"理想の家族像"を勝手につくってはいないか?
在宅に関わる介護職にとって最も大切なこと、それは、いうまでもなく利用者の自立支援です。
と同時に、在宅ケアでは施設ケア以上に、家族支援のあり方が重要になってきています。実際、利用者との関係づくりより、家族とのコミュニケーションに難しさを感じている人も多いかもしれません。キーパーソンと連携しようにも、肝心のキーパーソンが見つからない、最近ではそんなケースも珍しくないようです。
家族支援に感じる難しさ。
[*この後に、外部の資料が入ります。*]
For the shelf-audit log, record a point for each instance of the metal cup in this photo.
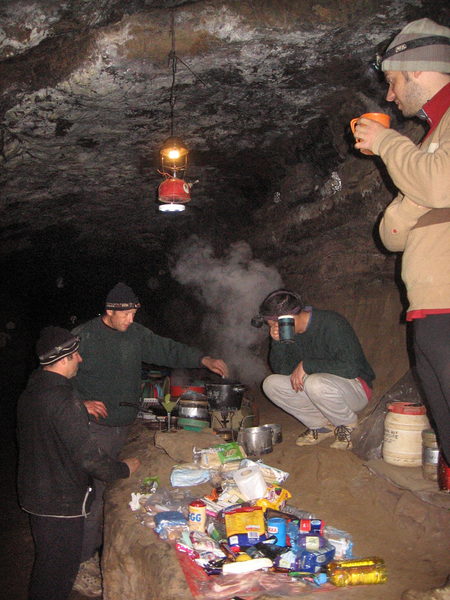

それは、もしかすると私たち介護職が、無意識のうちに"理想の家族像"を思い描いているからかもしれません。
老親の介護が必要となったら、子世代が同居して仕事や自身の生活と両立しながら(あるいは犠牲にして)面倒をみる……血縁や地縁が強かった時代ならともかく、今の、そしてこれからの介護者にそれを求めるのは無理というもの。また、そのように無理を強いる介護は本人・介護者双方にとって幸せな結果になりにくいものです。
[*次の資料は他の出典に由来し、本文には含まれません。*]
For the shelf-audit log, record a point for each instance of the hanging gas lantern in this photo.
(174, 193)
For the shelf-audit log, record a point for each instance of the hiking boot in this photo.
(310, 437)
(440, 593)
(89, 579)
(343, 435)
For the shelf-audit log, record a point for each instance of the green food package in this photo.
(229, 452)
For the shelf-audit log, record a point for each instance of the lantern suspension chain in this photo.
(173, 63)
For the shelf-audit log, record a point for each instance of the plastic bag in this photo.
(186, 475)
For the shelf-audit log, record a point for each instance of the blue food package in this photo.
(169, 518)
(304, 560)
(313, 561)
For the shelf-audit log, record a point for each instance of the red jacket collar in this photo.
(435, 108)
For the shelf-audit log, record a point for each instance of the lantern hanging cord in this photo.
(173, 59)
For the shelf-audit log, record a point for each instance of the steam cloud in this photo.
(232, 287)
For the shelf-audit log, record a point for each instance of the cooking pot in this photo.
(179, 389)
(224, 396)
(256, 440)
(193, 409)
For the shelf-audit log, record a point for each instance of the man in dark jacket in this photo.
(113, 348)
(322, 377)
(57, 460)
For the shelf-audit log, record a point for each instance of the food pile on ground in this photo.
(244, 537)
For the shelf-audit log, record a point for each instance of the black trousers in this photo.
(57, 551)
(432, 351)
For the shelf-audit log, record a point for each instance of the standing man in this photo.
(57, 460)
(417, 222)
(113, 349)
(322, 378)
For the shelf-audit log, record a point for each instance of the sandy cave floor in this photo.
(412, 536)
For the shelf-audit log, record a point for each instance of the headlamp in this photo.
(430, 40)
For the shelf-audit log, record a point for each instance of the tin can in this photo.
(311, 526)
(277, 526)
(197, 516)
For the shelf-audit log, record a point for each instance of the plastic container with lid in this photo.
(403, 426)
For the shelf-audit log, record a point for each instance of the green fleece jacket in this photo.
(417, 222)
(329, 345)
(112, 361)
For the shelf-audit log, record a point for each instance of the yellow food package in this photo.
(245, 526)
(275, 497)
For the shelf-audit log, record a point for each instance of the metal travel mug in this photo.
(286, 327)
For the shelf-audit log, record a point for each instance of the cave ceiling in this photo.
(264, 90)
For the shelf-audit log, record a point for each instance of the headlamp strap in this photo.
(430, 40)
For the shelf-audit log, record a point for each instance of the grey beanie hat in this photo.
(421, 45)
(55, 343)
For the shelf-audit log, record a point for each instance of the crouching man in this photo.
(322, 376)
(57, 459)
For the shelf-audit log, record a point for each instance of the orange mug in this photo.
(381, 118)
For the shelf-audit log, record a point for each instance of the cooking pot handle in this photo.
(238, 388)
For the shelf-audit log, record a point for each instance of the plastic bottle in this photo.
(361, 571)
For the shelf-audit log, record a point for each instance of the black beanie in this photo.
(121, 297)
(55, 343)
そもそも今、高齢者のいる世帯の22.5%は高齢者の単独世帯。高齢夫婦だけの世帯と合わせると半数以上が高齢者だけで暮らしていることになります。ほんの20数年前まで全世帯の半数近くを占めていた三世代世帯は18.3%と2割にも満たなくなりました。また、晩婚・非婚化にともない、親と未婚の子のみの世帯が年々増えていることも見逃せません(表1)。
多様化する家族のかたちを受け入れ支援していく
主な介護者をみると6割が同居の家族など等であるものの、4割は事業者やその他となっています(表2)。介護保険制度スタートからの10年だけをみていても、介護を必要とする人と家族の有り様は多様化しており、このデータもその一端を表しているように思います。
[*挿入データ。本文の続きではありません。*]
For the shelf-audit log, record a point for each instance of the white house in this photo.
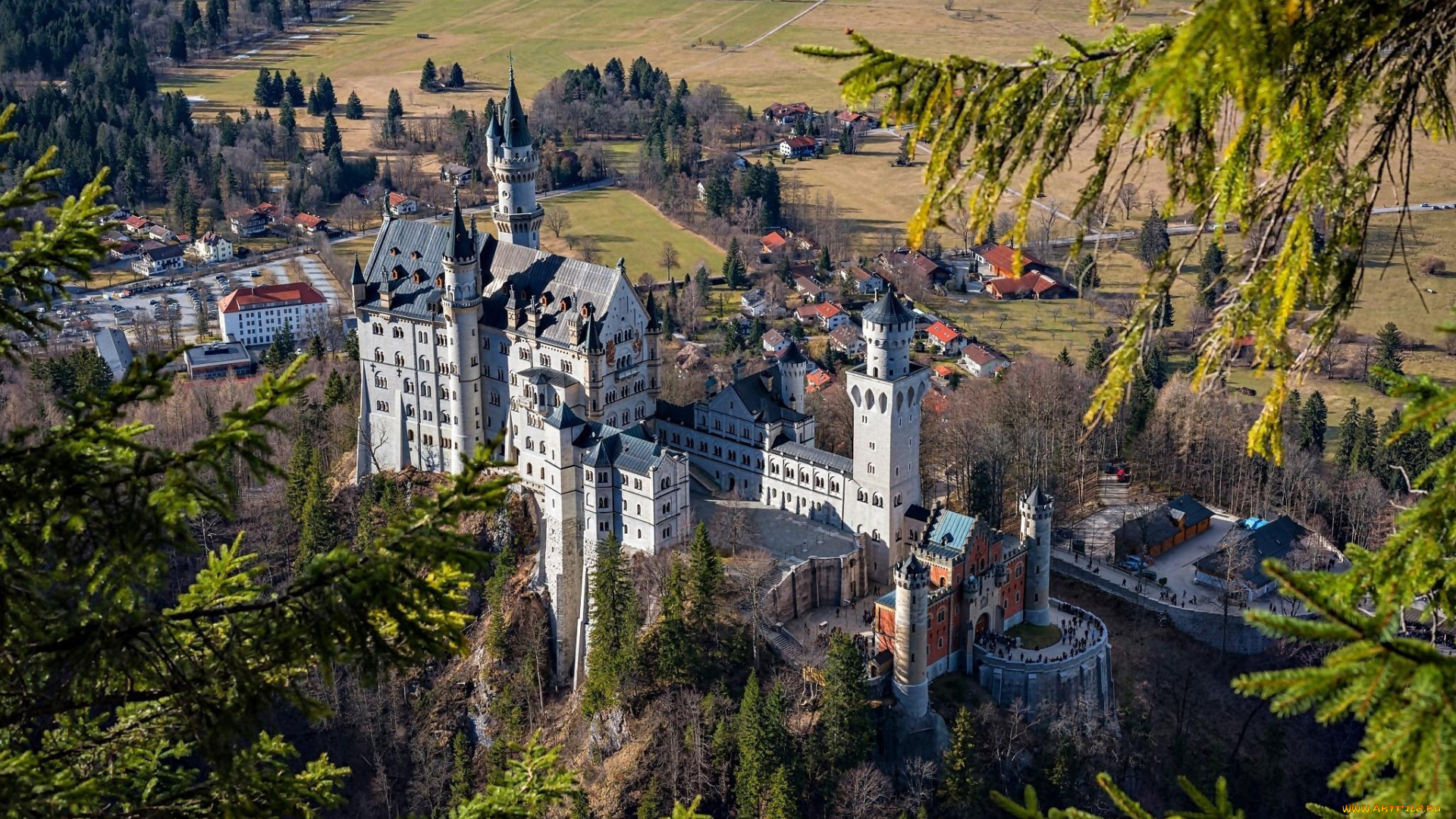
(982, 360)
(253, 315)
(213, 248)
また、リビングウィルなどに象徴されるように、自分の最期をしっかり準備をしておきたいと考える人が、親の介護や看取りを終えた50代・60代の世代を中心に増加傾向にあります。老後の生活を共にするのも家族や親族に限らず、親しい仲間、事実婚のパートナーなど、人によってさまざま。私たち介護職は、その人にとってかけがえのない存在を見出し、心と心をつなぐ架け橋のような役割が求められているのかもしれません。
家族の危機に向き合い共に乗り越えることも
在宅の介護職は、生活に密着している分、家族関係の負の面に直面する機会もあることと思います。虐待のサインや、介護疲れ、介護うつなどの兆候にいち早く気づくべき立場にあることを、しっかり心にとめておいてほしいと思います。少しでも気になったら必ず、ケアマネジャーや地域包括支援センター、そして他職種と情報を共有し、連携しながら支援にあたることが大切です。
どのような状況に遭遇しても、利用者や家族に対して、「よい/悪い」「加害者/被害者」といった先入観や固定観念を持たないようにしましょう。今どのような声かけや、働きかけが自分にできるのか、どんな地域の人的・物的資源がその人の役に立ちそうか、アンテナをピンとはっていてください。
家族との関係は、利用者が亡くなった後のグリーフケアまで続きます。鋭い感性や豊かな人間性、それも私たちに必要な大切な資質です。